Конечно, он был чудовищно несправедлив к Энн; однако несправедливость эта внешняя, частная, а в более общем, более сложном смысле все как раз справедливо. Он не мог бы поговорить с Энн разумно, объяснить ей, что его мучает. Она бы просто не поняла. Стояла бы перед ним, сильная своей честностью — той примитивной честностью, которая выбивала у него из-под ног все опоры, губила его воображение, из-за которой она стала в его глазах мертвяще бесформенной, абсолютно незначительной, — и ничего бы не поняла. Представляя себе эту картину, он видел в Энн воплощение негативного начала. Да, она его погубительница, и его тактика против неё подсказана и оправдана инстинктом самосохранения. И все-таки он жалел её и знал, что даже теперь расстался с Грэйхеллоком не навсегда. Он связан с этим местом — связан той же Энн, и ежегодным круговоротом питомника, без которого ещё не научился жить, и Мирандой — больше всего Мирандой, сердцем этой тайны, зеленым глазком этой розы, Мирандой, которую он видел спящей в последние минуты, проведенные в доме, — острые прядки ярко-рыжих волос упали на щеку, а на подушке — кукла с открытыми глазами.
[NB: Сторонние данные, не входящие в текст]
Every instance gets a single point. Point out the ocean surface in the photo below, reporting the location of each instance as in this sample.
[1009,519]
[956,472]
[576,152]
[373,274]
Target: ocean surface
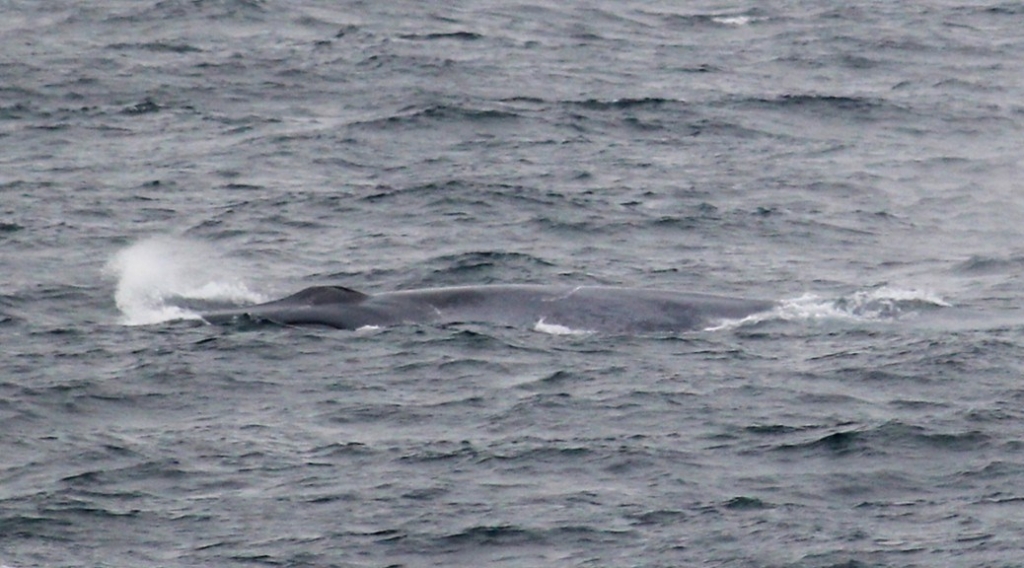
[859,163]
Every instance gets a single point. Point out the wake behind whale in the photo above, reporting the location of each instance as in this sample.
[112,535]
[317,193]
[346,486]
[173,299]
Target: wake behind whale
[584,308]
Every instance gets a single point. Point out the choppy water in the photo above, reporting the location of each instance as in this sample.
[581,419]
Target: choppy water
[859,163]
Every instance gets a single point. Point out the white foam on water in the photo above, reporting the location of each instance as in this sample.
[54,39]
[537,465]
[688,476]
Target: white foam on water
[155,272]
[556,330]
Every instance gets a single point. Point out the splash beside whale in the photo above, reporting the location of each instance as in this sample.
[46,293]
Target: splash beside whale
[585,308]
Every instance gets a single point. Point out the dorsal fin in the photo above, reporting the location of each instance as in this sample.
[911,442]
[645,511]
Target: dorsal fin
[320,295]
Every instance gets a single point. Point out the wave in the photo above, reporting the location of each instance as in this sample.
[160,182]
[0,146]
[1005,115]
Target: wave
[879,304]
[163,278]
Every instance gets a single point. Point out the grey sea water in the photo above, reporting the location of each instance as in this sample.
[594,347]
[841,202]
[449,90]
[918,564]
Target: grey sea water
[859,163]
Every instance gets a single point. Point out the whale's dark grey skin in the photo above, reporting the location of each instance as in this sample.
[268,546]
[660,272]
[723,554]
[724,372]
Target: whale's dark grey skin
[606,309]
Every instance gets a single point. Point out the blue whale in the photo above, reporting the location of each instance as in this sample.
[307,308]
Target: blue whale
[583,308]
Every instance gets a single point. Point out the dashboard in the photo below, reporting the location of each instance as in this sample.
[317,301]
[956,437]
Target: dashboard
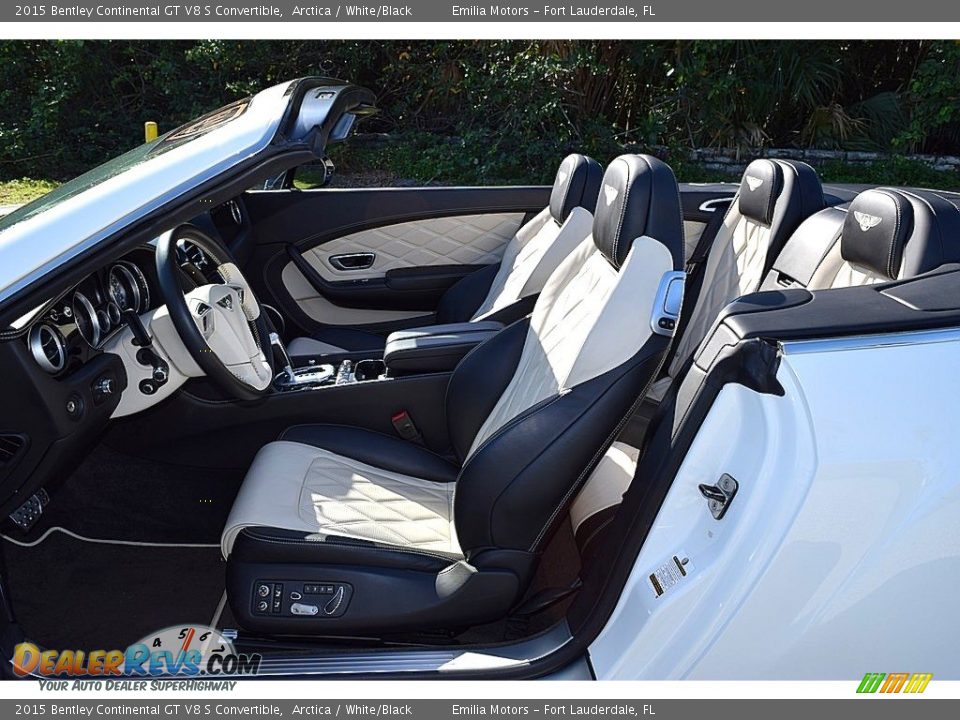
[84,320]
[87,317]
[64,379]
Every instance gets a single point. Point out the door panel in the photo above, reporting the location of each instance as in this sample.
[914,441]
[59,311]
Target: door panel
[314,247]
[458,240]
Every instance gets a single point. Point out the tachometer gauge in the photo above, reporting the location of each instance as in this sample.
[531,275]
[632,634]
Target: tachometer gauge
[128,288]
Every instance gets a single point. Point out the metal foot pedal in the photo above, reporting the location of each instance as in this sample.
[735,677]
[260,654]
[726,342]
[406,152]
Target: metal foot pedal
[26,516]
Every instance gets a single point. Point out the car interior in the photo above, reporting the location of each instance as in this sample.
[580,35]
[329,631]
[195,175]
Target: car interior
[337,421]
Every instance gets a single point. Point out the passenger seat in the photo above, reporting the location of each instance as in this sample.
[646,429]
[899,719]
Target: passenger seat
[774,198]
[883,235]
[503,292]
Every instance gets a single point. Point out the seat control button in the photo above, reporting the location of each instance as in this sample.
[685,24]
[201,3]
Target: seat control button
[334,604]
[304,609]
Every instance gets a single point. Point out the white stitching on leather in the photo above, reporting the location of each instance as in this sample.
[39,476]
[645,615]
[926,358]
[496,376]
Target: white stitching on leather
[623,212]
[602,450]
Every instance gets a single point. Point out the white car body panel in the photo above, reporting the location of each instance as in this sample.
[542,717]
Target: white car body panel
[840,553]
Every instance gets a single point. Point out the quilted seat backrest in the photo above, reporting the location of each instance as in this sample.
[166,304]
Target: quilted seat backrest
[775,196]
[542,244]
[588,351]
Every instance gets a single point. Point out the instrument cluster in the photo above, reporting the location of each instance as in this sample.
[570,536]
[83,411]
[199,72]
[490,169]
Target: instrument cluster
[83,321]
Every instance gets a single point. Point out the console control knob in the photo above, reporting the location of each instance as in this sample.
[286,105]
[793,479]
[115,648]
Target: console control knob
[304,609]
[104,386]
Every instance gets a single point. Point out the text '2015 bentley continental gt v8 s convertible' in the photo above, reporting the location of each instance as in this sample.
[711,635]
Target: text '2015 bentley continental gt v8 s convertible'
[619,427]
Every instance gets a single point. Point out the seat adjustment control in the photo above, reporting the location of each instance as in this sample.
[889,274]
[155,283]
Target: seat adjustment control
[304,609]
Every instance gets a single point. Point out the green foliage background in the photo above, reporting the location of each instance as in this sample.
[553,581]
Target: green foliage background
[485,112]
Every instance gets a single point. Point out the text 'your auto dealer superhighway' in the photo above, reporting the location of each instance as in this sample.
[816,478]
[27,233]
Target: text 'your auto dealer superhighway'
[325,11]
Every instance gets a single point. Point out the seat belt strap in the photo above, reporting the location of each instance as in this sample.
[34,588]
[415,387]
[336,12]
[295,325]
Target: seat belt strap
[405,427]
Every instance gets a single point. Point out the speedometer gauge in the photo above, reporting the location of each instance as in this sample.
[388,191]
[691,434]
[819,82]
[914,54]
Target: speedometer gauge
[85,315]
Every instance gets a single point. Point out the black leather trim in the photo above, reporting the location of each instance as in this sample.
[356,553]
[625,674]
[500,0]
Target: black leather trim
[806,250]
[760,189]
[516,488]
[478,382]
[277,545]
[639,196]
[875,231]
[900,233]
[576,184]
[169,276]
[461,301]
[435,348]
[373,448]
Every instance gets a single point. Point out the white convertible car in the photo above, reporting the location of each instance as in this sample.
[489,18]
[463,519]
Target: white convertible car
[617,428]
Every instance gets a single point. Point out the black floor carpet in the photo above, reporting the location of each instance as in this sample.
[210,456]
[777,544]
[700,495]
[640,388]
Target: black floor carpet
[72,594]
[116,496]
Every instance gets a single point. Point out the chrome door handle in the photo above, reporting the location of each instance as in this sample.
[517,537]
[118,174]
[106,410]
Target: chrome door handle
[352,261]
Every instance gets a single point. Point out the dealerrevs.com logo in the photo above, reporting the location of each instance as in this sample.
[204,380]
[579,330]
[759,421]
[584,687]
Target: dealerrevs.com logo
[184,650]
[894,683]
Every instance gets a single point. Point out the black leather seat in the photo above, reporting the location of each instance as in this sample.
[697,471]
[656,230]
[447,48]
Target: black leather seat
[341,530]
[505,291]
[885,234]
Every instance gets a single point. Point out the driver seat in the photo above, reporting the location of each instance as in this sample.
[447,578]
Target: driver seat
[340,530]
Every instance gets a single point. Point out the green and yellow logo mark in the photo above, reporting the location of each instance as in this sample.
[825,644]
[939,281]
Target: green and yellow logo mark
[894,682]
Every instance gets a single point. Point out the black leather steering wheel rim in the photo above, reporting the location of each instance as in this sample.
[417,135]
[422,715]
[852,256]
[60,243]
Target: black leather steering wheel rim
[169,278]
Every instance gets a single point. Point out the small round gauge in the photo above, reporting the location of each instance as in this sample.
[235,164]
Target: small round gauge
[113,313]
[103,319]
[127,287]
[85,315]
[233,207]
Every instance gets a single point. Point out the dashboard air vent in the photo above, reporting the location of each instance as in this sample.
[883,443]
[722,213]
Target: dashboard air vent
[48,347]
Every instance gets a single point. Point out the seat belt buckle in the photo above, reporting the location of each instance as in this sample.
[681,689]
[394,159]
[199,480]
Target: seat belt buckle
[405,427]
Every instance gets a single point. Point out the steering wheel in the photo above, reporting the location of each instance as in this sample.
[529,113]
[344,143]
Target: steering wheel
[220,324]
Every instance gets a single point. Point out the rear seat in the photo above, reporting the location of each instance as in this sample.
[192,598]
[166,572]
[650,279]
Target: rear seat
[883,235]
[775,197]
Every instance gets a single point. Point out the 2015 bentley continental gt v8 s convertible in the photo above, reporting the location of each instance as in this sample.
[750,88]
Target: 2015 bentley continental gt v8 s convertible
[616,428]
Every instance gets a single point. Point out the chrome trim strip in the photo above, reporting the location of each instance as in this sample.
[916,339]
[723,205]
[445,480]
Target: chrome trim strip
[862,342]
[448,661]
[710,205]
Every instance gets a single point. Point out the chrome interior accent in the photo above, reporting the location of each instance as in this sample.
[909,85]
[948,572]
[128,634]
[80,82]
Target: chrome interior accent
[48,347]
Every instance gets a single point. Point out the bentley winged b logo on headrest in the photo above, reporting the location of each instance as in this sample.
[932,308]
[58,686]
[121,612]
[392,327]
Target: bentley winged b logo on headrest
[610,193]
[866,221]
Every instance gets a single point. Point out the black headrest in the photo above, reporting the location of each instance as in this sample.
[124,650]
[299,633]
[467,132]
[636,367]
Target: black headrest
[639,196]
[760,187]
[576,185]
[900,233]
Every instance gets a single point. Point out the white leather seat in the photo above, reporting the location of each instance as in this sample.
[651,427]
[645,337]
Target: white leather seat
[424,540]
[500,292]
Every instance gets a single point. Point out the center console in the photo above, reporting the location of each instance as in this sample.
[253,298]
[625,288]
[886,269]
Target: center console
[432,349]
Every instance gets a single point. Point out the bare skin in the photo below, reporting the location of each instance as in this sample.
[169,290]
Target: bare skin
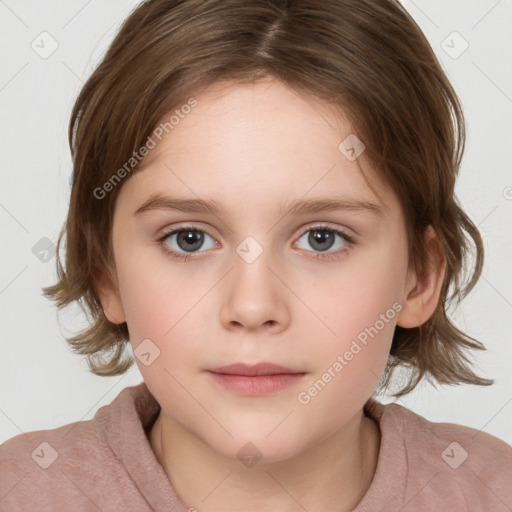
[254,149]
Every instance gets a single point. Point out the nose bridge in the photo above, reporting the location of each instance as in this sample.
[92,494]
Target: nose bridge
[254,296]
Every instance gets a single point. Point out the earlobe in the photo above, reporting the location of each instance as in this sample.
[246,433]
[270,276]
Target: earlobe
[424,290]
[110,300]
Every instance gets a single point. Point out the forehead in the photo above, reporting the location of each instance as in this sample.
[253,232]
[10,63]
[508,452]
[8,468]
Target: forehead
[248,142]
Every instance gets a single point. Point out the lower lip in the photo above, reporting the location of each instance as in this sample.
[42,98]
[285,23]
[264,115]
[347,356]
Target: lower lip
[257,385]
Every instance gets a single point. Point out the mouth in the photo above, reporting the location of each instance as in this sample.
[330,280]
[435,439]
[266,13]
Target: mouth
[257,379]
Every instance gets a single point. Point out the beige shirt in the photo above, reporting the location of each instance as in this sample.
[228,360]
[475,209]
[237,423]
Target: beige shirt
[107,464]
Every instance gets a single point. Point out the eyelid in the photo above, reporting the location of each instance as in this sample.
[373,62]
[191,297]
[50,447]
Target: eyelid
[321,256]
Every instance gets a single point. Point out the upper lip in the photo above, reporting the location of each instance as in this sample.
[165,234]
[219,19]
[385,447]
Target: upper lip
[253,369]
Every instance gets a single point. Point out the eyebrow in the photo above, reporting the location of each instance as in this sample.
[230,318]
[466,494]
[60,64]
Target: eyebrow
[301,206]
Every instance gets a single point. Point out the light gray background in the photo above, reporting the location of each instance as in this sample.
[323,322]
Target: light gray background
[43,384]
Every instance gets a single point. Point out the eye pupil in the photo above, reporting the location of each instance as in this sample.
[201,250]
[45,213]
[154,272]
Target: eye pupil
[192,240]
[318,237]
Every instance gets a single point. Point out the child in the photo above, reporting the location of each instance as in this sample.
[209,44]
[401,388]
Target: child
[262,130]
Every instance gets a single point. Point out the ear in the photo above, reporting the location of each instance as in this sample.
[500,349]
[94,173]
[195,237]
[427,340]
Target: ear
[424,289]
[110,298]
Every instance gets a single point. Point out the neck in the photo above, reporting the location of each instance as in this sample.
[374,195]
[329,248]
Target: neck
[331,475]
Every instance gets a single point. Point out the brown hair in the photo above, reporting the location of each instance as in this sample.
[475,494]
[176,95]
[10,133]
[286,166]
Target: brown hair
[367,57]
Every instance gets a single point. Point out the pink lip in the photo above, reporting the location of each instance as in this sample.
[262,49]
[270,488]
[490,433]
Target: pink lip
[255,380]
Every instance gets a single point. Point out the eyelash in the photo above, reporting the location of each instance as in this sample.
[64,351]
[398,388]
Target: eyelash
[350,242]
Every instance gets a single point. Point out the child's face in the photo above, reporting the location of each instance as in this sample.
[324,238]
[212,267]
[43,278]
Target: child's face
[254,149]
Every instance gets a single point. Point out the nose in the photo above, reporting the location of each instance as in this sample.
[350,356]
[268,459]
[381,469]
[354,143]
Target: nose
[254,297]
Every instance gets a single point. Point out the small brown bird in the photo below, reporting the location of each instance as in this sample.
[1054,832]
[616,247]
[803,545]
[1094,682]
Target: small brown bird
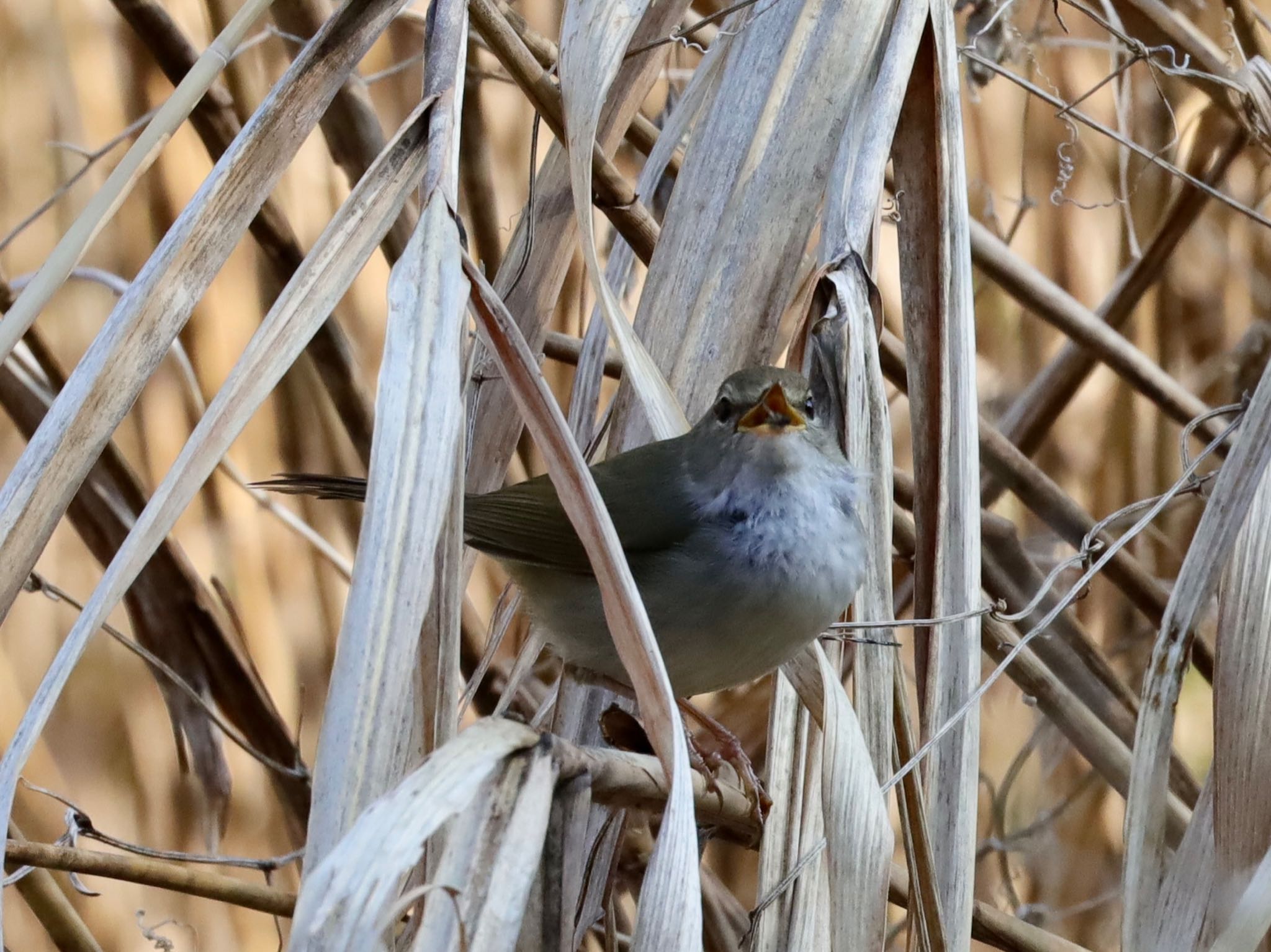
[743,537]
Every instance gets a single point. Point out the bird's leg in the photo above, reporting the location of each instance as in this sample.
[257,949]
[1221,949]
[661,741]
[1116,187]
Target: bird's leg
[732,753]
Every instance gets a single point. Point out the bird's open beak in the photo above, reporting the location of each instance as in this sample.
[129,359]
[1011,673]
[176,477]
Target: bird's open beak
[772,415]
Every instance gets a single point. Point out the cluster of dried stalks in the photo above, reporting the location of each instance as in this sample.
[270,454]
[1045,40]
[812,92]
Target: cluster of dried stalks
[811,182]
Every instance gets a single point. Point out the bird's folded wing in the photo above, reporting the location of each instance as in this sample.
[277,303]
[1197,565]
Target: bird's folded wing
[642,490]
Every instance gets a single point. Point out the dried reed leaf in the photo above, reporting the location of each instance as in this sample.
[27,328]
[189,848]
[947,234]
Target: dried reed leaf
[365,742]
[585,394]
[670,909]
[346,897]
[533,272]
[106,201]
[778,848]
[336,258]
[594,36]
[940,330]
[715,295]
[1247,927]
[491,860]
[440,681]
[848,348]
[848,353]
[1188,885]
[857,825]
[1242,675]
[1214,541]
[158,303]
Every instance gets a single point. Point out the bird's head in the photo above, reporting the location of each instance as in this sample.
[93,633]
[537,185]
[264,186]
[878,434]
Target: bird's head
[766,416]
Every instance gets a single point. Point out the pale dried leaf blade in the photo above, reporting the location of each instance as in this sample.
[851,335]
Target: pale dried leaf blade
[107,199]
[860,838]
[670,909]
[366,737]
[1215,538]
[516,862]
[750,190]
[345,899]
[1186,891]
[593,40]
[322,280]
[1242,696]
[148,318]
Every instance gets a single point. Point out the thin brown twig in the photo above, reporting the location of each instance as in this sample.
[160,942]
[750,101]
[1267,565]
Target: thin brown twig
[154,872]
[41,585]
[1118,138]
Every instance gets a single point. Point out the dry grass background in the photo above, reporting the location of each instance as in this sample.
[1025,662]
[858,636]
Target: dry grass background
[73,75]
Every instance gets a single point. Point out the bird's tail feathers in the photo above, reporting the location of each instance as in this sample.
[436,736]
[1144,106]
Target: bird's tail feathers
[325,487]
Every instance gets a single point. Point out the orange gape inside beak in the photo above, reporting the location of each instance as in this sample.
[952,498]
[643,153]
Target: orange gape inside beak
[772,415]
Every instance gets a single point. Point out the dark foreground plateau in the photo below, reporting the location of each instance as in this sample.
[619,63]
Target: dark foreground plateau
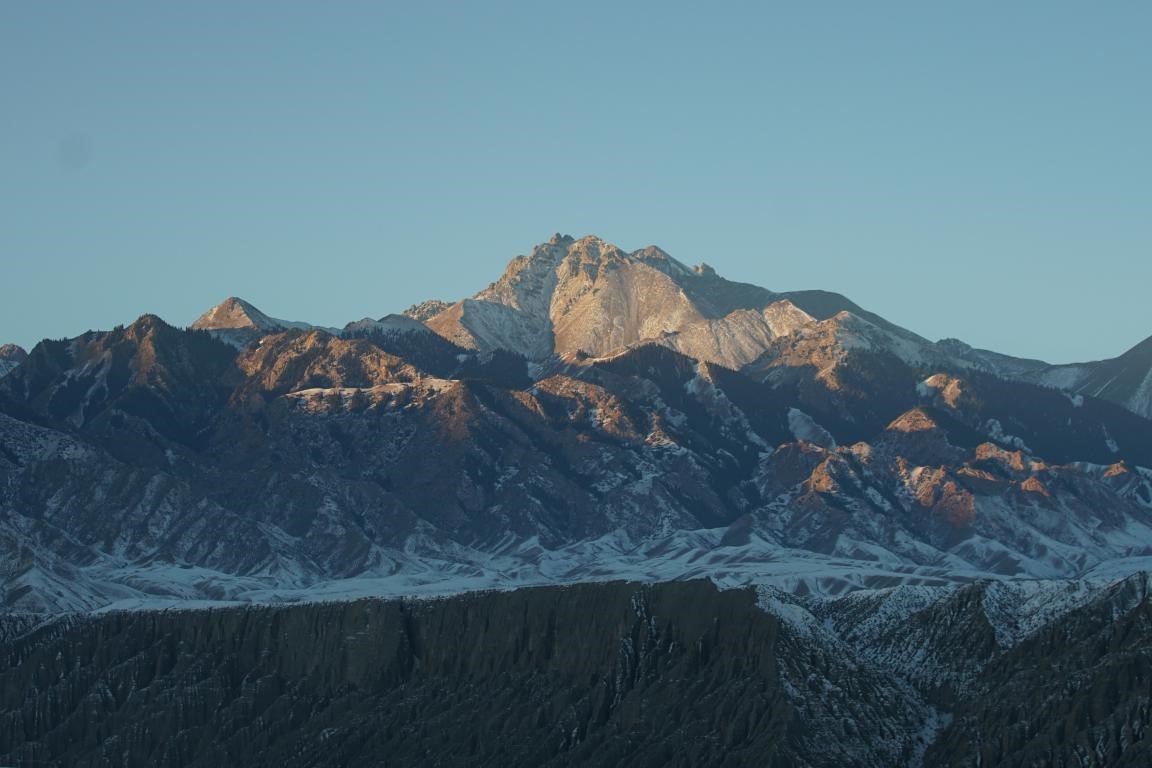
[609,674]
— Интересно, — сказал он наконец, чтобы нарушить молчание, хотя они нередко вот так же молчали втроем, вполне довольные, — интересно, какими вы бываете, когда меня здесь нет. Вот бы узнать!
— Какими бываем, такими станем очень скоро, — сказала Линдзи, взглянув на одни из часов, — потому что сейчас мы тебя выставим. Эмме время приниматься за вечернюю порцию, а у меня ещё целая гора переписки. Я не намерена сидеть за машинкой всю ночь.
— Я не засну, — сказал Рэндл, — так что, если будешь сидеть, вспоминай обо мне.
— Вы будете спать крепким сном, сын мой, — сказала Эмма. — И Линдзи тоже, я не позволю ей работать после ужина. Поди сюда, малютка, ты слышала, что я сказала? — Она поймала Линдзи за руку, когда та хотела отойти, и пытливо на неё посмотрела. — Совсем отбилась от рук, надо её приструнить.
— Ну, это мы все обсудим, когда Рэндл уйдет, — сказала Линдзи, глядя на свою покровительницу с какой-то хищной нежностью.
Рэндл встал. Эмма все ещё держала Линдзи за руку.
— Вот подождите, — сказал он, — как-нибудь перекину Линдзи через седло и умчу отсюда. — Он говорил это не в первый раз.
Эмма засмеялась.
— Нет, нет, я без неё не могу. Не могу без своей забавницы. И потом, я ведь первая её увидела. — Она прижала руку Линдзи к щеке и выпустила.
Рэндл взялся за шляпу и сказал Эмме:
— Отец видел вас на похоронах. Спрашивал меня о вас.
Эмма, наклонившись вперед, снимала крышку с магнитофона.
— В самом деле?
— Да, — сказал Рэндл и добавил: — Я не удивлюсь, если он в ближайшее время здесь появится.
— Так-так… — сказала Эмма. Она повернула катушку, и послышалось бормотание перематываемой ленты.